There is a special problem in talking about the similarity of phonemes in the contrastive sense, which is that the properties of an abstract contrastive phoneme abstract away from properties that are not universal amongst the allophones. So in English, the voiceless bilabial stop /p/ is realized with aspirated phones and unaspirated phones -- but what are the properties of the phoneme? Is it aspirated, unaspirated, or not specified? There are many ideologies surrounding this question, for example there is an economy ideology that holds that underlying forms should minimize the number of properties available (which forces an analysis where /p/ is unspecified for aspiration). A competing ideology is based on rule-economy, holding that whatever system yields the simplest rules is the correct analysis, and this forces the analysis that /p/ is underlying unaspirated because stating the distribution of aspiration is formally simpler than stating the distribution of non-aspiration.
To answer your question, then, you would have to make an ideological decision about the properties of phonemes – do they constitute a special class of "unspecified" elements, or is their substance the same as that of phones? If you assume the latter approach, there is a fairly simple basis for comparing sounds in languages. In English, we have the phone(me)s s,θ; in Serbo-Croatian, French, Chinese and Makua there is s and no θ. These languages have sounds that are similar to θ, for example they have both s and t; they also have p which is somewhat similar, but less similar. By simply comparing the categorial properties of these phonemes, you could then arrive at a set of sounds that are "equally similar" to English /θ/. Makua is special in these languages in also having phonemes /t̪, t̪ʰ/, which is more similar to /θ/ than /t/ is (thus for Makua, the sounds that are "most similar" to English /θ/ would be /s/ and one of /t̪, t̪ʰ/).

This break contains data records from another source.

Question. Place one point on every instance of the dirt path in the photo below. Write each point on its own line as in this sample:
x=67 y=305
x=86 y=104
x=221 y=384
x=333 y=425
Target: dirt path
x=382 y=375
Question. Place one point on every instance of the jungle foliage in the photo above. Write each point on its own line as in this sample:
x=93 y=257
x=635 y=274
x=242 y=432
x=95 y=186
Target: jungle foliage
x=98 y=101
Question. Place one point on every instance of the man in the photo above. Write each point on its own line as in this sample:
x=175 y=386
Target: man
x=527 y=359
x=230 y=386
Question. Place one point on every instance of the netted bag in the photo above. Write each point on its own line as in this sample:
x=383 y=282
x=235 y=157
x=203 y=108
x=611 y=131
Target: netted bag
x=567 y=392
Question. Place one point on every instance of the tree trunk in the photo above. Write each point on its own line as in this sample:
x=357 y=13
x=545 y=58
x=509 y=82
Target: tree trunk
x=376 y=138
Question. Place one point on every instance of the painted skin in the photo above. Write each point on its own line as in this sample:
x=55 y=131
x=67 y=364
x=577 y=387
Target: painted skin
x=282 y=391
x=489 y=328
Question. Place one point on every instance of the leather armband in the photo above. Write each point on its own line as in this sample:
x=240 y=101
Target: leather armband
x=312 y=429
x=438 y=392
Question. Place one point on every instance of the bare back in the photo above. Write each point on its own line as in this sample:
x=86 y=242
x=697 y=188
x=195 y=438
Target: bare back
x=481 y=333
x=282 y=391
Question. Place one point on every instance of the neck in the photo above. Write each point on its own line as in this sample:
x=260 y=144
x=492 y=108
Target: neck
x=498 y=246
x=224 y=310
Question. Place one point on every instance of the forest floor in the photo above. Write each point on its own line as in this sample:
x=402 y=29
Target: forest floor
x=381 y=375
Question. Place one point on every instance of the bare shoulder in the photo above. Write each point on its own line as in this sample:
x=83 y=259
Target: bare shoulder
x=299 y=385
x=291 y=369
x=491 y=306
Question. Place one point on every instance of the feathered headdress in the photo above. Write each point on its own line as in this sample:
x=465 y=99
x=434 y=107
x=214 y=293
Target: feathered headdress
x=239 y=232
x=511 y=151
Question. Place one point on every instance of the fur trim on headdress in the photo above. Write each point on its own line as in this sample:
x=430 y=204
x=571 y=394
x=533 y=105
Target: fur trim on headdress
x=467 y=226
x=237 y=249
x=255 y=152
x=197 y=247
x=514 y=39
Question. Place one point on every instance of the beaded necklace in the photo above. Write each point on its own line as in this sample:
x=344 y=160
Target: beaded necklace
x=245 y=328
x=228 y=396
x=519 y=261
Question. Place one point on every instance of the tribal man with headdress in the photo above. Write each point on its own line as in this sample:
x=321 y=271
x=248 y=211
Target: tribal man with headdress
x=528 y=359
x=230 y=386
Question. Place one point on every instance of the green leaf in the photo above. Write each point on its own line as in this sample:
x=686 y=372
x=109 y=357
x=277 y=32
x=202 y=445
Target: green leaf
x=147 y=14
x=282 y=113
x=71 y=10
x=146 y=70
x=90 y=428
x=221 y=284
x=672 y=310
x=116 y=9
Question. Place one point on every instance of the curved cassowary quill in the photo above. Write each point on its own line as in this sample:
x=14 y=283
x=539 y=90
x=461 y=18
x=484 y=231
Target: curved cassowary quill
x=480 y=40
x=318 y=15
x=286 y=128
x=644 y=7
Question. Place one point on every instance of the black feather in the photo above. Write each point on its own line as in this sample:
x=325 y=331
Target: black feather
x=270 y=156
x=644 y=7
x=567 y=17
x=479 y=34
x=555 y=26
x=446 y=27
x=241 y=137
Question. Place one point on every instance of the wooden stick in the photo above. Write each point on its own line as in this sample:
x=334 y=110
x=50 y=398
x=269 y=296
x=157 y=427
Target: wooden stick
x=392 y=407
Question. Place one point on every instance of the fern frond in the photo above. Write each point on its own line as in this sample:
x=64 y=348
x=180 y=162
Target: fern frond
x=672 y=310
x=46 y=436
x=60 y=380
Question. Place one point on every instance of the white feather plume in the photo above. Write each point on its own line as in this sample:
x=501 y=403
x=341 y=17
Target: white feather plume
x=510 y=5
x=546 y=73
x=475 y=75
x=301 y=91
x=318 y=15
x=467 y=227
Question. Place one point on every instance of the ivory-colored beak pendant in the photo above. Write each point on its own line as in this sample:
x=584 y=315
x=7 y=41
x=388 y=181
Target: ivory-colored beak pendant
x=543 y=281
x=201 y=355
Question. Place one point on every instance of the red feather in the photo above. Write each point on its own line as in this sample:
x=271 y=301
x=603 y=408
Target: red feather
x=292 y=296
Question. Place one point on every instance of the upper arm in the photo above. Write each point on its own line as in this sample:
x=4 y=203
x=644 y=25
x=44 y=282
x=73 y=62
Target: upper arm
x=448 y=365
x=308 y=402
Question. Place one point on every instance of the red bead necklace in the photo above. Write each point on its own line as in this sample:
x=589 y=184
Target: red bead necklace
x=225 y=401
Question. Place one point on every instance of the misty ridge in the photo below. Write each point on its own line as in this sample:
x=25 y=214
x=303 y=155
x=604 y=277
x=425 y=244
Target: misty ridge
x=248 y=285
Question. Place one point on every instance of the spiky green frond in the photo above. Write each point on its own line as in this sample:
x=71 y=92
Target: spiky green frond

So in fact, there is a computable answer to your question, provided you make the requisite assumptions about the standard of comparison, and provided that you get reliable information about the properties of the sounds in languages that you want to compare. There is an alternative approach of cross-linguistic experimental perceptual comparison, where you present speakers of language A with a sound X of language B and ask (indirectly) what sound X is most like. This would involve trillions of trillions of comparisons, and hasn't been done.